There will be no coercion of async iterables. We're only discussing what to do with sync iterables.

conartist6 commented 2 months ago

If the inputs are conceputally async, then sync iterables would be coerced. Do we agree on that?

The main question is whether the inputs are conceptually async or whether they are conceptually understood to be a mixture of sync and async iterables.

conartist6 commented 2 months ago

Or maybe I should phrase it as the inverse? Coercing sync iterables creates an accurate, minimal conceptual model for the method's behavior

conartist6 commented 2 months ago

I'd also remind that while it's easy to imagine this:

AsyncIterator.zip([asyncIterable, AsyncIterator.wrap(syncIterable)]);

In practice the more common place the issue will crop is in code with syntactic structure more like this:

AsyncIterator.zip(iterables);

So to be safe in such a situation you would always need to write:

AsyncIterator.zip(iterables.map(AsyncIterables.wrap));

which at least is less wordy than most efficient/correct implementation (which nobody is going to bother to write out):

AsyncIterator.zip(iterables.map(iter => {
  return iterable[Symbol.asyncIterator] ? iter : AsyncIterable.wrap(iter);
}));

Say you're an intern or junior dev and you read that last example without knowing why I wrote it, would you have any idea what I was trying to accomplish?
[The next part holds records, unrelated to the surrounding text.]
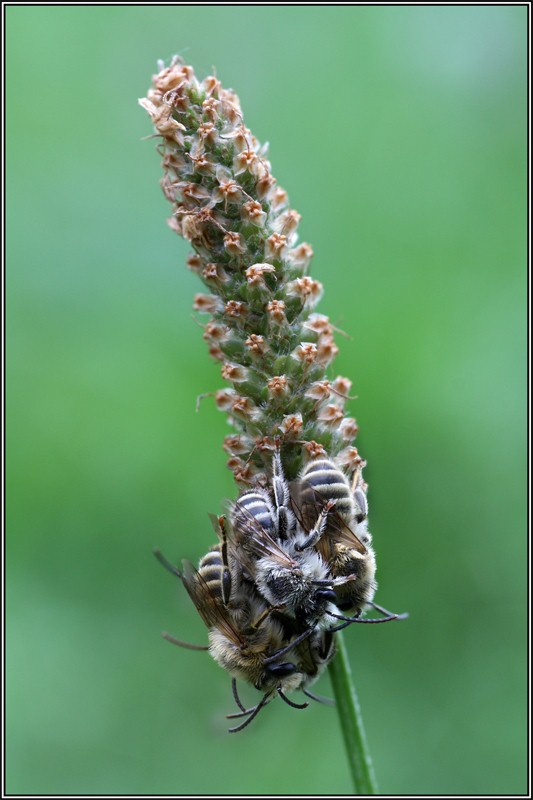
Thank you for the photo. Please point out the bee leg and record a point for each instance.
(253, 714)
(242, 713)
(385, 612)
(350, 620)
(288, 647)
(261, 618)
(320, 526)
(236, 694)
(290, 703)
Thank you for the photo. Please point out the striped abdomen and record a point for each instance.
(256, 504)
(328, 480)
(211, 568)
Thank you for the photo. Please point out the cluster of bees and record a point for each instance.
(294, 564)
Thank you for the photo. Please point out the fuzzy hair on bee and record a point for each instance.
(245, 637)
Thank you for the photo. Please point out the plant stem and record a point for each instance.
(351, 721)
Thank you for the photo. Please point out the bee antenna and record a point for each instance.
(179, 643)
(165, 563)
(387, 613)
(290, 703)
(254, 713)
(324, 700)
(236, 694)
(286, 649)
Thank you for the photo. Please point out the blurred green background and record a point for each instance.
(399, 133)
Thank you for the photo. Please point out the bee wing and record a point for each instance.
(254, 540)
(212, 611)
(307, 504)
(343, 534)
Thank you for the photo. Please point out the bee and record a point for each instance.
(343, 540)
(292, 578)
(244, 637)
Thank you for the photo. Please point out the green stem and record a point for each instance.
(351, 721)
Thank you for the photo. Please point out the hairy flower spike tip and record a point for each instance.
(263, 329)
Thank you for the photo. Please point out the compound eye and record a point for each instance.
(326, 594)
(280, 670)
conartist6 commented 2 months ago

One last thought: when you're designing an API in which different behaviors might be correct depending on the intentions of the user but the intentions of the user are not possible to deduce, then the only safe API design choice is to make the behavior simple and predictable so that the user is given a chance to declare their intention with knowledge of the choice they are making

bakkot commented 2 months ago

If the inputs are conceputally async, then sync iterables would be coerced. Do we agree on that?

No. Sync iterables would be rejected. If sync iterables are accepted, then it's possible they're coerced, or it's possible they're handled explicitly, like anything else which accepts inputs of multiple types.

Say you're an intern or junior dev and you read that last example without knowing why I wrote it, would you have any idea what I was trying to accomplish?

I would guess you're trying to coerce sync iterables to async ones. Why? Well, knowing that would require knowing more details of the behavior of zip than an junior dev could reasonably be expected to know, but at least it gives you something to google. But consider the reverse, where someone has to write AsyncIterator.zip(iterables.map(x => [x])).map(y => y.map(x => x[0])) - I think that's considerably more opaque.

make the behavior simple and predictable

The behavior is simple either way. It can't be fully predictable because both behaviors are reasonable and there will certainly be some people who expect each. In such cases, a useful question is "which behavior allows those who are surprised to most easily notice and recover from getting the wrong behavior?", and I think that points in the direction of not unboxing promises, because it's much easier to recover from that if you expected it to unbox than it is to recover the unboxing behavior if you expected it not to.

conartist6 commented 2 months ago

Your example doesn't make any sense to me:

AsyncIterator.zip(iterables.map(x => [x])).map(y => y.map(x => x[0]))

a simpler way to write that would be:

Iterator.zip(iterables);
conartist6 commented 2 months ago

...also you're not mapping over the individual iterables, just the array of them, so I think you really meant

AsyncIterator.zip(iterables.map(iter => iter.map(v => [v]))).map(values => values.map(v => v[0]))

If I'm correct about what you meant here is my amended example of how I would write it:

const getIterator = obj => obj[Symbol.asyncIterator]?.() || obj[Symbol.iterator]?.();

Iterator.zip(iterables.map(getIterator));

It think that's a good bit less confusing than using an async method just to undo all the asyncness and return results synchronously. My way also has a lot less overhead.